When a hurricane hits, it generates a host of problems for oil and gas companies and for the electric utilities that power them.
The biggest worry for power companies is that a generation facility will be knocked offline, potentially cutting power to millions of customers, an Entergy executive said Wednesday during a Gulf Coast Power Association special briefing at CenterPoint Energy Tower downtown.
“What scares me the most is losing generation close by,” said Greg Grillo, the system storm incident commander for Entergy–which lost 2,000 megawatts of generation capacity when its Sabine plant went offline due to flooding from Hurricane Ike in 2008. One megawatt can power about 200 Texas homes during peak summer demand.
The Gulf Coast is home to close to half of the country’s refineries, and Texas alone has 26 that collectively process 4.8 million barrels of crude a day. A quarter of the nation’s natural gas also is produced in Texas, which means a big storm can deliver a big hit to the nation’s energy supply.
After a hurricane, Entergy focuses on getting its generators restored, then on repairing major transmission lines. It then concentrates on the substations that provide power to emergency services, such as hospitals, police and communications networks.
Entergy then works on restoring power on large density neighborhoods, followed up individual residents in more spread out locations.
After Hurricane Ike struck, Entergy brought in more than 12,000 workers from around the country to help repair lines and substations, requiring the company to build temporary tent cities to house and feed the emergency workers.
“It is like having an army come together,” Grillo said. “You are only as good as your last restoration effort.”
Entergy is a regulated utility, operating outside of the deregulated grid that serves most of Texas, but it can tie into the grid in emergencies, and did so in the aftermath of Hurricane Ike.

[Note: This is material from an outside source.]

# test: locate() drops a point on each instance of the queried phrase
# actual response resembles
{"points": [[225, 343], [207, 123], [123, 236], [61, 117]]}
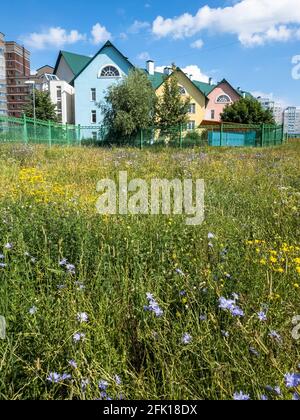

Since refineries and petrochemical plants may be knocked offline by storm damage, one of Entergy’s first tasks is determining which plants can operate and getting power to those facilities — and to pipelines that serve them.
“If the power is out for any length of time, pipelines start getting impacted that move the fuel,” Grillo said. “You have to look at what they are feeding. If you get power back to refinery and they are producing, you also need to work with the upstream customers to make sure that what the refineries are producing can be pumped .”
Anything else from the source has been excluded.